This has ALOT to do with IFS therapy and little to do with DID (especially if your T said you are not DID).
IFS believes that everyone has parts, that we are all made up of various parts that react and behave according to where they are. So yes, everyone has child parts that are stuck in the behaviors or actions or ways of thinking that a child is at the time of trauma or at the time that was very upsetting. There can be child parts that exist at different ages and stages. It is a way of saying, you have behaviors that are childlike and regressed. So, for example, you might have a part that soothes itself in a harmful way. That part is stuck in a time where it needs to learn to be soothed or soothe itself in a healthy way.

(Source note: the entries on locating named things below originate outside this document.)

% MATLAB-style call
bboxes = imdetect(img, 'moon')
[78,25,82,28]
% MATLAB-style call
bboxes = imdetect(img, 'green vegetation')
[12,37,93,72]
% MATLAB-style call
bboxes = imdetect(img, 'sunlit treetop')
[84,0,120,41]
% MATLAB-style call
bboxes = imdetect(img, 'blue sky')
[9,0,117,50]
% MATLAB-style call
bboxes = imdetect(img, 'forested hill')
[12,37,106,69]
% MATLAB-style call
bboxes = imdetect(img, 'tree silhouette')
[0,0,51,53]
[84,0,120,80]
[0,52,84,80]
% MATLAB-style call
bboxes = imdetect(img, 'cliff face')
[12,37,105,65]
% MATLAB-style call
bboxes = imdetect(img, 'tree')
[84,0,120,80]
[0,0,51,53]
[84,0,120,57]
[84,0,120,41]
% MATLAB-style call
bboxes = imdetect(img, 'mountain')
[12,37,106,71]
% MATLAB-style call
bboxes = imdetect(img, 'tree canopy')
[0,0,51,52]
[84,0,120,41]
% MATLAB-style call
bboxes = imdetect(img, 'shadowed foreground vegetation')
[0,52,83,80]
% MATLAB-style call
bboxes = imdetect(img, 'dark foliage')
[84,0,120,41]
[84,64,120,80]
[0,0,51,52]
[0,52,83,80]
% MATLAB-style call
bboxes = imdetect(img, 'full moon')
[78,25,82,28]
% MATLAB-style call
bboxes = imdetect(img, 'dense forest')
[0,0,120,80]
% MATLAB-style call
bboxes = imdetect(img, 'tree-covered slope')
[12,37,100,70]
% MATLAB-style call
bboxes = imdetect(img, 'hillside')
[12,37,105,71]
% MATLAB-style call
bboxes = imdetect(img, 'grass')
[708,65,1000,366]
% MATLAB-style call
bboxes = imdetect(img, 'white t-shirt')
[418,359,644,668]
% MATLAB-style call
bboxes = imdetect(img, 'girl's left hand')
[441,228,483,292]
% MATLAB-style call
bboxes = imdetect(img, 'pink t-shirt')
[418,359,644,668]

Unburdening it is to find out what the part needs, helping it gets it need met, and allowing the Self to understand it.
IFS
does believe in DID, but the difference between DID and "normal parts" are that DID parts are more extreme in their behaviors and are separated usually by amnesia. So the Self is not aware of the parts. (this begins to get more like DID therapy)
QUOTE from you:
"My t has several times said things like, "We need to help the small parts become unburdened when they are ready to do so" and "I want to invite these parts to come into the present when they feel it is safe enough."
The above quote is typical IFS language. The bells are ringing!
I suggest that you look up Richard Schwartz who created IFS and get his book. It will tell you everything you need to know. It won't tell you how to do the therapy, but it will help explain what your T is doing and what the parts are that each of us has inside us. And the concepts of unburdening the parts to free the Self.